Keywords: Breast cancer, Digital mammography, Deep learning, Transfer learning, Training strategy

Background

Digital mammography is the primary clinical imaging exam for early-stage breast cancer screening in the general population [1]. The effectiveness of digital mammography screening for early detection and mortality reduction is well known, but as with any form of medical imaging, it is an imperfect modality. Serious challenges still exist in the distinction of benign from malignant lesions and in the reduction of false-recall [2]. False-recall refers to the situation when a woman is recommended for additional imaging or biopsy but the lesion is subsequently proven benign. The false-recall rate for screening mammography is alarmingly high. Over a 10-year period of annual screening, more than half of women will receive at least one false-positive recall [3]. Such high false-recall rates result in a large number of unnecessary and possibly invasive follow-up tests, inflicting psychological harm on the patient [4]. Therefore, improving the distinction among malignant, benign, and false-recall digital mammograms is a clinically significant task. So significant, in fact, that the breast cancer surveillance consortium has called for efforts to develop advanced technology to reduce false-positive rates in screening mammography [5].

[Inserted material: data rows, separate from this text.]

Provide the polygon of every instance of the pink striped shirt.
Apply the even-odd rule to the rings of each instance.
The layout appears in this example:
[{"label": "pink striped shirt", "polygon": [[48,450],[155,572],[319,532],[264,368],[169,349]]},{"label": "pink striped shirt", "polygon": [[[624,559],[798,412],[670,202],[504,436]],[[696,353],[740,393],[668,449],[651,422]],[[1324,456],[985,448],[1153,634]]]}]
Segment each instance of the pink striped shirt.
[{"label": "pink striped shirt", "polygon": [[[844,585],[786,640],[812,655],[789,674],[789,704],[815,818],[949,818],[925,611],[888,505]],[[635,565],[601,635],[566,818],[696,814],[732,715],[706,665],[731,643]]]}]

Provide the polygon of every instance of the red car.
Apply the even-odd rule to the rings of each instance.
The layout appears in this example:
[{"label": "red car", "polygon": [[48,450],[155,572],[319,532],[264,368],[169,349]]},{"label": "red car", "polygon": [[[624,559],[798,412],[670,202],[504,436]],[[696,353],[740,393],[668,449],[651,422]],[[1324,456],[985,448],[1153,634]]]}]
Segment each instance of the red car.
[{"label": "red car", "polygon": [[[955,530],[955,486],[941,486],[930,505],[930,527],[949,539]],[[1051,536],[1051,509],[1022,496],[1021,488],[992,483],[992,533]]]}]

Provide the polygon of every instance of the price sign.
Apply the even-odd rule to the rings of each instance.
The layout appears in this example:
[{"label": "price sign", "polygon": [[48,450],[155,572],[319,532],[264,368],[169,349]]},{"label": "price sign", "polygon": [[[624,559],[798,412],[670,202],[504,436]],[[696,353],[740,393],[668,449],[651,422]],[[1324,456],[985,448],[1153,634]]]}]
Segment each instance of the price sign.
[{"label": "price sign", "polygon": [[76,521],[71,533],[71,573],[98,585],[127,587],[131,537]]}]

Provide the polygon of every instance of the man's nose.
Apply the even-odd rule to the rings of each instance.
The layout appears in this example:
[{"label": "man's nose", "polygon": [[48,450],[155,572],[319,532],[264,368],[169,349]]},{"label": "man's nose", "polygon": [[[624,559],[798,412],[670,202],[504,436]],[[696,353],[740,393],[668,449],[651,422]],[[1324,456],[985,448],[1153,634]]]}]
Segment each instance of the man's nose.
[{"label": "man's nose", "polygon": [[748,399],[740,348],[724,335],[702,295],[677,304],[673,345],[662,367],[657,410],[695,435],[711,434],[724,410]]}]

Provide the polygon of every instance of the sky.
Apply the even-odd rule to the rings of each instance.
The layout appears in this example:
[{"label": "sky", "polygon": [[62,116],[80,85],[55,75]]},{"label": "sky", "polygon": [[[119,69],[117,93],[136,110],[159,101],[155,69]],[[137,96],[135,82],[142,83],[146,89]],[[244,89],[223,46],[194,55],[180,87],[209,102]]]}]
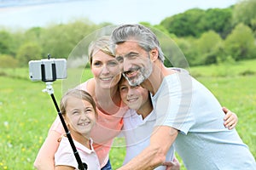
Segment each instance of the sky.
[{"label": "sky", "polygon": [[165,18],[189,8],[224,8],[237,2],[238,0],[0,0],[0,27],[44,27],[52,23],[65,24],[82,18],[95,24],[111,22],[119,25],[146,21],[157,25]]}]

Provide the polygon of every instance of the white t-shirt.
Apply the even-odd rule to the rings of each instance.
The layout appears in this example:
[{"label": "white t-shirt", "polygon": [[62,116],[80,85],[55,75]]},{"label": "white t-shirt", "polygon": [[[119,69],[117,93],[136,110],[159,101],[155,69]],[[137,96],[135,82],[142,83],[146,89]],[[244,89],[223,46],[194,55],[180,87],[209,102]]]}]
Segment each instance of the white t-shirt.
[{"label": "white t-shirt", "polygon": [[[124,127],[122,134],[125,137],[126,155],[123,164],[126,164],[136,156],[139,155],[149,145],[150,136],[155,123],[155,113],[152,111],[143,120],[141,115],[137,115],[135,110],[129,110],[124,116]],[[173,160],[173,148],[170,148],[166,161]],[[166,169],[164,166],[158,167],[157,170]]]},{"label": "white t-shirt", "polygon": [[[82,162],[87,164],[88,170],[101,169],[98,157],[92,147],[92,139],[90,139],[90,148],[88,149],[80,143],[73,140]],[[62,137],[60,146],[55,155],[55,166],[67,165],[79,169],[79,164],[67,137]]]}]

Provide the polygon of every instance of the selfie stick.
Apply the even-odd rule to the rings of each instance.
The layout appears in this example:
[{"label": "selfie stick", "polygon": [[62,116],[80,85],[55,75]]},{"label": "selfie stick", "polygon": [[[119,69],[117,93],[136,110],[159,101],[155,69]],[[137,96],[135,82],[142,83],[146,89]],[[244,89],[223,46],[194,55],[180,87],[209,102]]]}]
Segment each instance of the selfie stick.
[{"label": "selfie stick", "polygon": [[68,130],[68,128],[67,128],[67,127],[66,125],[66,122],[64,121],[62,114],[60,111],[59,106],[58,106],[57,102],[55,100],[55,98],[54,96],[54,89],[53,89],[53,87],[52,87],[52,83],[56,79],[56,76],[56,76],[56,74],[55,74],[55,69],[54,69],[55,66],[52,66],[53,67],[53,73],[52,73],[53,74],[53,79],[49,81],[49,80],[46,80],[45,79],[44,69],[43,69],[43,68],[44,68],[44,65],[41,65],[42,81],[45,82],[45,83],[46,83],[46,88],[44,89],[43,92],[47,92],[50,95],[50,97],[51,97],[51,99],[52,99],[52,100],[53,100],[53,102],[55,104],[55,108],[57,110],[57,112],[58,112],[58,115],[59,115],[59,117],[60,117],[61,122],[61,123],[63,125],[63,128],[65,129],[66,135],[67,135],[67,139],[69,140],[70,145],[71,145],[71,147],[73,149],[73,154],[74,154],[74,156],[76,157],[76,160],[78,162],[79,170],[87,170],[87,168],[88,168],[87,167],[87,164],[82,162],[82,160],[81,160],[81,158],[79,156],[79,152],[78,152],[78,150],[76,149],[76,146],[74,145],[74,143],[73,143],[73,141],[72,139],[72,137],[71,137],[71,134],[70,134],[70,131]]}]

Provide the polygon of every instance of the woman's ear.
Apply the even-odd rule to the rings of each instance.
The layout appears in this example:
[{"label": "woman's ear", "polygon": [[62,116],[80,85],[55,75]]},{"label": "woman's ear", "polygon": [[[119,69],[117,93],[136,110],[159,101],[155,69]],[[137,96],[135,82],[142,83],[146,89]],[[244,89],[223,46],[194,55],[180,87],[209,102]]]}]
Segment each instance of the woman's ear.
[{"label": "woman's ear", "polygon": [[151,49],[149,54],[150,54],[150,59],[151,59],[152,61],[155,61],[156,60],[158,60],[158,50],[157,50],[157,48]]}]

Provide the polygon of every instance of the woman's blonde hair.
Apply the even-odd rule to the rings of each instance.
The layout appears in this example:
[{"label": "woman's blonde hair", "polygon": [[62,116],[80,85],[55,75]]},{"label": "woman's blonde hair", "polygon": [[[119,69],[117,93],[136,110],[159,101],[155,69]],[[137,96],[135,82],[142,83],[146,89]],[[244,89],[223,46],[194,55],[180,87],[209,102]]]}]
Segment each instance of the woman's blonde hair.
[{"label": "woman's blonde hair", "polygon": [[90,64],[91,65],[92,57],[97,51],[102,51],[104,54],[114,57],[113,51],[111,50],[110,37],[103,36],[99,39],[93,41],[90,43],[88,48],[88,57]]}]

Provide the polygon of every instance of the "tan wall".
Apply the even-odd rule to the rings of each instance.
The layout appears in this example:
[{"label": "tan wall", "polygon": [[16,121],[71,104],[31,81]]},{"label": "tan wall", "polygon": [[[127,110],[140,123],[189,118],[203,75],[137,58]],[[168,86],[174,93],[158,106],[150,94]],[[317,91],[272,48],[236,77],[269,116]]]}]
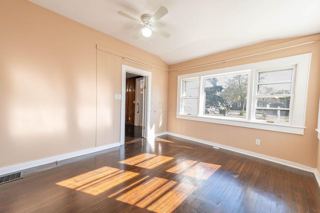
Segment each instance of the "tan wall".
[{"label": "tan wall", "polygon": [[122,56],[155,67],[148,70],[160,80],[152,81],[151,101],[162,112],[152,111],[151,124],[156,133],[166,131],[168,66],[158,56],[26,0],[2,0],[0,168],[96,146],[96,44],[113,51],[98,80],[108,103],[98,110],[110,122],[98,146],[120,142],[114,94],[121,94],[122,64],[137,66]]},{"label": "tan wall", "polygon": [[[320,34],[299,38],[272,40],[227,51],[197,60],[170,66],[168,131],[222,144],[278,158],[316,167],[317,118],[320,79]],[[311,40],[310,44],[182,71],[177,70],[249,55]],[[304,135],[298,135],[244,128],[232,126],[192,121],[176,118],[178,76],[198,72],[232,66],[286,56],[312,52],[308,82],[306,127]],[[256,138],[261,145],[255,144]],[[318,160],[319,161],[318,158]],[[318,163],[318,164],[319,163]]]},{"label": "tan wall", "polygon": [[317,142],[317,144],[316,146],[316,170],[318,171],[318,173],[320,174],[320,140],[318,138],[316,140]]}]

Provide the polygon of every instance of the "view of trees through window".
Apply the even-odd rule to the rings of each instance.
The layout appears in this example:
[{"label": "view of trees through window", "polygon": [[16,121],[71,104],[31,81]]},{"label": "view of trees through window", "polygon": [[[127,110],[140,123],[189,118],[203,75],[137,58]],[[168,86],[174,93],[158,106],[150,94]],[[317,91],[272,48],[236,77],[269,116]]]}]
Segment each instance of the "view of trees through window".
[{"label": "view of trees through window", "polygon": [[206,78],[204,114],[246,118],[248,74]]}]

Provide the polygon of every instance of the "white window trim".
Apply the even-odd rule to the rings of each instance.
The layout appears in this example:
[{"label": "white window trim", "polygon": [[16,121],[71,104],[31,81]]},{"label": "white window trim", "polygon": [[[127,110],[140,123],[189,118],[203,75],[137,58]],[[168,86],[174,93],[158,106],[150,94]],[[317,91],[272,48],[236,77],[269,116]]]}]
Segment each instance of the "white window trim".
[{"label": "white window trim", "polygon": [[318,139],[320,140],[320,100],[319,100],[319,111],[318,112],[318,128],[316,130],[318,132]]},{"label": "white window trim", "polygon": [[[309,72],[312,54],[306,54],[290,57],[283,58],[267,61],[258,62],[247,64],[240,65],[218,70],[194,72],[178,76],[178,98],[176,118],[186,119],[192,120],[200,121],[226,125],[232,125],[248,128],[265,130],[272,131],[280,132],[298,134],[304,134],[306,118],[306,96],[308,83]],[[216,74],[224,74],[228,72],[238,72],[239,70],[250,70],[248,82],[248,98],[247,108],[253,108],[255,100],[254,97],[254,86],[256,70],[257,70],[272,68],[284,66],[297,64],[296,73],[296,82],[295,88],[295,96],[294,100],[294,108],[292,111],[292,125],[267,123],[265,120],[260,122],[252,119],[252,115],[248,115],[249,120],[238,120],[230,118],[212,118],[210,116],[200,116],[199,111],[201,110],[200,106],[198,108],[198,115],[186,115],[180,114],[180,96],[182,80],[189,78],[203,78],[207,76]],[[203,84],[200,84],[200,92],[203,90]],[[201,99],[202,94],[200,94],[199,100]],[[301,103],[304,103],[301,104]],[[318,130],[320,124],[318,126]],[[320,132],[320,130],[318,130]]]}]

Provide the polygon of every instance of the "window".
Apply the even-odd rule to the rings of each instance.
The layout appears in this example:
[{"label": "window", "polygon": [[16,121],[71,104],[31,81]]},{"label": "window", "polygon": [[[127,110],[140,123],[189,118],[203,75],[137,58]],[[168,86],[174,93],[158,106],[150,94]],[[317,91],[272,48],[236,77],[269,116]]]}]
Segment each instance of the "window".
[{"label": "window", "polygon": [[294,69],[296,68],[258,72],[256,119],[290,123],[290,102],[294,85]]},{"label": "window", "polygon": [[238,108],[241,108],[246,102],[248,76],[248,72],[246,71],[204,78],[204,106],[212,106],[215,109],[210,116],[246,118],[246,112],[240,112],[244,107]]},{"label": "window", "polygon": [[186,80],[183,81],[181,113],[196,114],[199,94],[198,79]]},{"label": "window", "polygon": [[311,54],[178,76],[177,118],[303,134]]}]

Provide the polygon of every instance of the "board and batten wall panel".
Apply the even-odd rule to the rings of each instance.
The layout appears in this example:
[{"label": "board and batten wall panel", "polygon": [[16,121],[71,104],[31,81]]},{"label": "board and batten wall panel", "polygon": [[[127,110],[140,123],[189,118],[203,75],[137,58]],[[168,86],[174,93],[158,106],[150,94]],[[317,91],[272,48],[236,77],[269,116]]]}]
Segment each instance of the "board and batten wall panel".
[{"label": "board and batten wall panel", "polygon": [[120,142],[121,57],[97,50],[96,146]]},{"label": "board and batten wall panel", "polygon": [[[212,142],[315,168],[320,86],[320,34],[264,42],[170,66],[168,130],[168,132]],[[223,60],[314,40],[314,44],[256,55],[210,66],[177,72],[177,70]],[[264,130],[245,128],[176,118],[178,76],[288,56],[312,52],[303,136]],[[256,139],[261,141],[255,144]],[[318,162],[318,164],[319,162]],[[319,167],[320,166],[318,166]]]}]

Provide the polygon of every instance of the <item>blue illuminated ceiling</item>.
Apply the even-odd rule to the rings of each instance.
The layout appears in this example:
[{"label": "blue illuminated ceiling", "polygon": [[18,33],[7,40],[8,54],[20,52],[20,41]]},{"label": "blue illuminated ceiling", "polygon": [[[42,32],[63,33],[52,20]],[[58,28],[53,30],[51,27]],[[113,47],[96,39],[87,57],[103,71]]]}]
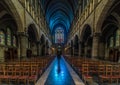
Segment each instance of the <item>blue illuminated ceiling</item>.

Deep learning convolutional neural network (CNN)-based models have recently shown encouraging results on a number of breast imaging studies [6–8]. Specifically for the task of distinguishing false-recall and malignancy from benign findings in digital mammograms, a recent study has shown promising performance using deep learning [9]. The study indicates potential for pre-training, but the scope concerning pre-training strategy was limited. To further investigate the utility of such a CNN model for clinical applications, it is imperative to assess how performance metrics react to varying model conditions. When developing a deep learning model, there are a multitude of decisions to be made before the network is even trained [10], including the following:

Network structure: There are a number of popular structures, like AlexNet or residual networks. Different structures provide characteristics more suitable to some classification tasks than others.
Transfer learning datasets: Transfer learning involves using pre-trained model parameters as a starting point for natural image computer vision tasks. Previous work has shown the ability of transfer learning to boost performance on medical image tasks [11].
Layer freezing: Layers of a network can be “frozen” during fine-tuning so that weights are not updated. This method may preserve some knowledge from early layers of the network that learn more generic features.
Incremental training: Incremental training begins by initializing a network via a pre-trained model’s weights and sequentially training the network using one or more datasets before fine-tuning to the target task.
Multi-view input: Medical images, like mammograms, often have multi-view representation. The complementary nature of multi-view data can be harnessed by combining them into a single input representation.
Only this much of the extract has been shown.